This week we review what we have learned and realize that we still are in exile. We aren’t there yet.

INTRODUCTION What do the Westborough Baptist Church (which holds offensive protests at soldier’s memorial services), churches with bowling alleys (“At Trinity Lutheran we are blessed with 4 lanes of classic bowling in our basement!”), and churches that hold Saturday or Sunday night services so families can attend soccer games on Sunday morning, all have in common? They actions are responses to the culture they live in and represent the three common responses that churches in America have practiced in the last fifty years. As society changed and became less like the culture within the church, Christians responded by fighting the culture, fortifying or withdrawing from the culture, or accommodating to it. First of all, not all responses to culture are bad. Our own church and denomination has likely practiced versions of all three. Other examples of all three can be sighted. Fighting: Long before Westborough Baptist began picketing churches and memorial services, the Moral Majority fought against the culture in the voting booth. Withdrawal or fortification: Churches with bowling alleys, harvest parties (instead of trick-or-treating), and even extremes of selling positions and expecting Jesus to return, as did Jim Jones and Jonestown. Accommodation: adjusting worship service hours, adding drums and guitars to traditional services and developing contemporary services, the ordination of women and the consideration of ordaining gays. A fourth response to changing culture and society is both ancient and modern – exile. This response acknowledges that the culture we live in is different from us, that we need to live in it, but also witness to it. We are not to fear it for God is in charge. One of the most beloved Bible verses is Jeremiah 29:11, For I know the plans I have for you,” declares the Lord, “plans to prosper you and not to harm you, plans to give you hope and a future.” What many people don’t realize is that this promise is made to believers in exile. A few verses earlier, the Lord’s word to them is, 5 “Build houses and settle down; plant gardens and eat what they produce. 6 Marry and have sons and daughters; find wives for your sons and give your daughters in marriage, so that they too may have sons and daughters.” The people are told to live in exile. They are also told to 7 Also, seek the peace and prosperity of the city to which I have carried you into exile. Pray to the Lord for it, because if it prospers, you too will prosper.”
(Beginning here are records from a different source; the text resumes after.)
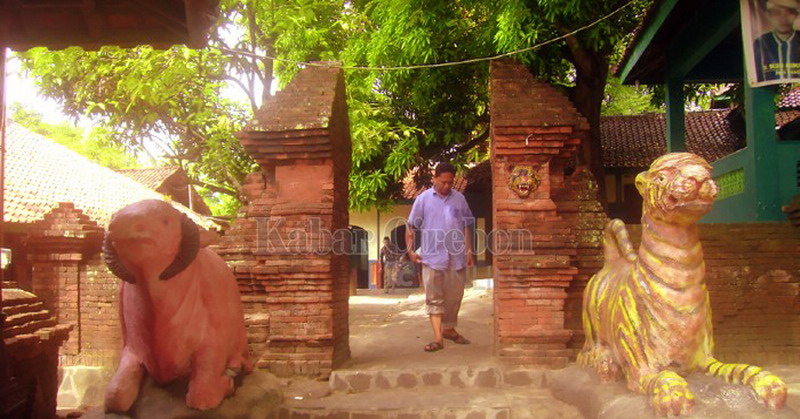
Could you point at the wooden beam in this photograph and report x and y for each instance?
(689, 47)
(95, 24)
(173, 19)
(762, 144)
(663, 11)
(675, 115)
Rancho Bernardo Community Presbyterian Church - CORE Curriculum - 858-487-0811 - www.rbcpc.org - www.facebook.com/rbcpc

Like the Apostle Paul, we have not yet arrived. We live in exile, strangers in a strange land. He challenges us to know Christ in Phil 3, admits that he has not achieved that goal and then says, 13 Brothers and sisters, I do not consider myself yet to have taken hold of it. But one thing I do: Forgetting what is behind and straining toward what is ahead, 14 I press on toward the goal to win the prize for which God has called me heavenward in Christ Jesus. CHAT In churches you have attended, how have you experienced fight, withdrawal, accommodation and exile?
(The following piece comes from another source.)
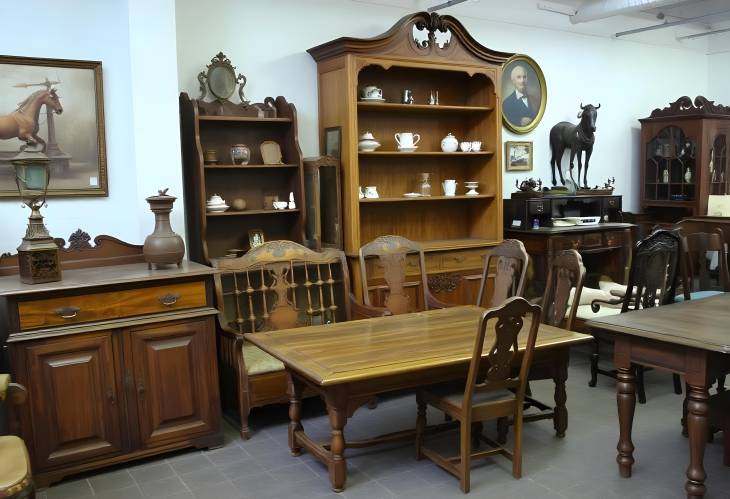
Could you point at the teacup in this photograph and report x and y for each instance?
(407, 140)
(371, 92)
(449, 187)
! READ & DISCUSS Jeremiah 29:4-9 “This is what the Lord Almighty, the God of Israel, says to all those I carried into exile from Jerusalem to Babylon: “Build houses and settle down; plant gardens and eat what they produce. Marry and have sons and daughters; find wives for your sons and give your daughters in marriage, so that they too may have sons and daughters. Increase in number there; do not decrease. Also, seek the peace and prosperity of the city to which I have carried you into exile. Pray to the Lord for it, because if it prospers, you too will prosper.” Discussion questions: What does this instruction of the Lord look like in our setting today? How does this relate to your job or career or lifestyle?

! Discuss your own answers to these questions or common answers you have heard, “What is my Salvation actually FOR?” Is it only about personal atonement, about getting to heaven, or is there something that comes later, after I’m saved? Is it just to have a “friend in Jesus?”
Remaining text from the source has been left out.